The algorithm reads lines from standard input until end-of-file is reached. It filters out lines that are too short to have anadromes (less than 7 characters), transforms all the letters to lowercase using String.lowercase_ascii, and stores the resulting strings in a StrSet. Then it calls get_anadromes on the set, which returns a sequence of pairs of anadromes. Finally, it prints each pair as a line with its two elements separated by a vertical bar.

Step-by-step Explanation

  1. Define a module StrSet that provides a set implementation for strings.
  2. Define a function read_line_seq that returns a sequence of lines read from a channel until end-of-file is reached. Use Seq.Cons to build the sequence recursively, and a match expression to handle end-of-file as an exception.
  3. Define a function string_rev that takes a string s and returns its reverse. Use String.length to find the index of the last character, String.init to initialize a new string with the same length as s, and a lambda function to fill each position with the corresponding character from s.
  4. Define a function get_anadromes that takes a set set of strings and returns a sequence of all the pairs of anadromes in set. Use Seq.filter_map to apply the auxiliary function aux to each element of set and keep only the ones that return Some (i.e., anadromes).
  5. Define an auxiliary function aux that takes a string s and checks whether its reverse is in set. If it is, return Some (s, r) where r is the reverse of s. If it isn’t, return None.
  6. In the main program, read lines from standard input using read_line_seq, filter out the ones that are too short using Seq.filter, transform them to lowercase using and String.lowercase_ascii, build a StrSet with StrSet.of_seq, call get_anadromes on it, and iterate over the resulting sequence with Seq.iter, printing each pair as a line with Printf.printf.

Complexity Analysis

Let n be the number of strings in the input set, and m be the maximum length of a string.

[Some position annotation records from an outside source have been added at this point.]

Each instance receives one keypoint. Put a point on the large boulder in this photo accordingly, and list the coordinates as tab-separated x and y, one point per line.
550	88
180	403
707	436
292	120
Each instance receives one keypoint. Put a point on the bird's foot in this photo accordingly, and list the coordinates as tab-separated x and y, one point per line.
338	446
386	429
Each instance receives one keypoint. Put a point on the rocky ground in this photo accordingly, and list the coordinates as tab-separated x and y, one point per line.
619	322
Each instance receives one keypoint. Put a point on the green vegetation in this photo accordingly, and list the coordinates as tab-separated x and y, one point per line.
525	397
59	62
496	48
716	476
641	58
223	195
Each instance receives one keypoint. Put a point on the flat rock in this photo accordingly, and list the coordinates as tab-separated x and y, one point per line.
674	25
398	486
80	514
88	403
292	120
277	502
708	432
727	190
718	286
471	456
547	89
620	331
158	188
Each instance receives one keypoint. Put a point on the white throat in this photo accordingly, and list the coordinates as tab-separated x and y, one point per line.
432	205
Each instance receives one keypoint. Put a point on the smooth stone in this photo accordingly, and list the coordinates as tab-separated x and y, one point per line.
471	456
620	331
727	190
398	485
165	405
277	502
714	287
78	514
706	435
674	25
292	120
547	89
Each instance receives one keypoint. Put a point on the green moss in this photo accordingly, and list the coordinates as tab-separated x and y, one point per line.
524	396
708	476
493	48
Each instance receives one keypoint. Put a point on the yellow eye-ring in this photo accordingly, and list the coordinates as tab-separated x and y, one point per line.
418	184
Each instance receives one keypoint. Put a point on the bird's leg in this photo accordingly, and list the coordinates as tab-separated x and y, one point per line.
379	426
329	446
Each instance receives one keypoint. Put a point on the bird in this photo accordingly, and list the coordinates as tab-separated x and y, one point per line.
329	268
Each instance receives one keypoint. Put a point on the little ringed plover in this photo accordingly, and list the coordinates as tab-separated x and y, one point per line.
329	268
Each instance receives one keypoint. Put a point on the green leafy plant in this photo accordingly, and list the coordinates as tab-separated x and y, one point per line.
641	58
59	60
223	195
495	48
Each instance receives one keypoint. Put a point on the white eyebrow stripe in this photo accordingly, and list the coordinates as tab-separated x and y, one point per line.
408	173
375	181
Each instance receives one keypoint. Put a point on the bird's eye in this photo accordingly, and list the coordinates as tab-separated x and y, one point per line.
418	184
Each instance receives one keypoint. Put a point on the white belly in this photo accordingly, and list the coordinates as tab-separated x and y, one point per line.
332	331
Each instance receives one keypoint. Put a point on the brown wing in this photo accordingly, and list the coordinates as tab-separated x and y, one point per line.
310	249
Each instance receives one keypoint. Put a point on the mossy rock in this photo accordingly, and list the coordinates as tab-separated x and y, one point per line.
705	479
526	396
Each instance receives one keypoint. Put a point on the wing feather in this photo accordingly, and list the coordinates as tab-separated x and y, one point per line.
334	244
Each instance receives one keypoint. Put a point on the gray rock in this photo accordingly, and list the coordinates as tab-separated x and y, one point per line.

The time complexity of String.length is O(1), the time complexity of String.init is O(m), and the time complexity of the lambda function is O(1), so the time complexity of string_rev is O(m).

The time complexity of StrSet.mem is logarithmic in the size of the set, so the time complexity of aux is O(m log n).

The time complexity of Seq.filter_map is proportional to the size of the sequence, which is at most n, and the time complexity of get_anadromes is proportional to the number of anadrome pairs in the set, which is at most n/2, so the time complexity of the main algorithm is O(nm log n).

The space complexity of the algorithm is dominated by the StrSet data structure, which stores up to n strings of up to length m, so the space complexity is O(nm). The other data structures used (sequences, pairs, variables) have constant size.